Josh Shapiro, Democrat who made his Jewishness a campaign focus, wins Pennsylvania governor’s race


(JTA) — Josh Shapiro, a Democrat who openly embraced his Jewish faith on the campaign trail and called his opponent out for his connections to antisemitic supporters, is projected to have won the state’s race for governor against the far-right Republican candidate Doug Mastriano.

Josh Shapiro addresses the media after casting his ballot in Rydal, Penn., Nov. 8, 2022. (Mark Makela/Getty Images)

Shapiro, who is currently the state’s attorney general, launched his campaign with ads that referenced his Shabbat observance and sends his children to Jewish day school.
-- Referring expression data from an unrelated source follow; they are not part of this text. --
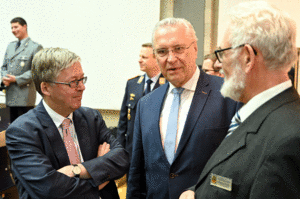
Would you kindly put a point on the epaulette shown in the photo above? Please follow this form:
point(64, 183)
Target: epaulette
point(134, 77)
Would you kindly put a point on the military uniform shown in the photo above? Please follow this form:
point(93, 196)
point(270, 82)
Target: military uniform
point(133, 92)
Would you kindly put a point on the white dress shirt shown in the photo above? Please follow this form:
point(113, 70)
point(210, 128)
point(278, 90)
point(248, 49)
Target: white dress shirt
point(262, 98)
point(184, 107)
point(58, 119)
point(154, 80)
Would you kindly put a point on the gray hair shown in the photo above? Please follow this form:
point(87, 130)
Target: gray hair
point(175, 22)
point(48, 63)
point(266, 28)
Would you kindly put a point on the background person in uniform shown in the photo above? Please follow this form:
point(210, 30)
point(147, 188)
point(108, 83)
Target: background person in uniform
point(261, 157)
point(136, 88)
point(167, 156)
point(60, 149)
point(211, 65)
point(20, 90)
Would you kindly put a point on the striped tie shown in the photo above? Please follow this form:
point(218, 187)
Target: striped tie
point(235, 122)
point(69, 142)
point(171, 133)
His decisive win makes him one of the most influential Jewish politicians in the United States.

The race was closely watched because of the messaging from the Donald Trump-endorsed Mastriano, one of the most extreme Republicans running for any statewide race in the midterms who counted Christian nationalists among his backers. The state Senator advertised on the social network Gab, a haven for far-right extremists, including the perpetrator of the Pittsburgh Tree of Life synagogue shooting, and later accepted a campaign donation from the site’s openly antisemitic founder Andrew Torba even as he said he “rejects antisemitism in any form.” Mastriano’s Gab ties earned him a rare intra-party rebuke from the Republican Jewish Coalition.

Mastriano’s campaign amassed several other Jewish-themed controversial moments. He attacked the Jewish day school that Shapiro sends his children to, calling it “elite” without specifying it was Jewish; one of his advisers called Shapiro “at best a secular Jew”; and his wife told an Israeli reporter they “probably” love Israel “more than a lot of Jews do.” Prior to his running for governor, Mastriano also funded and acted in a Holocaust movie with heavily right-wing overtones.

His campaign continued to turn heads in its closing hours, when his final stop ended with a Messianic Jew serenading him with a parody of a “Fiddler On The Roof” song.

(Editor’s note: This story was edited to correct inaccurate information about Pennsylvania’s history of Jewish governors.)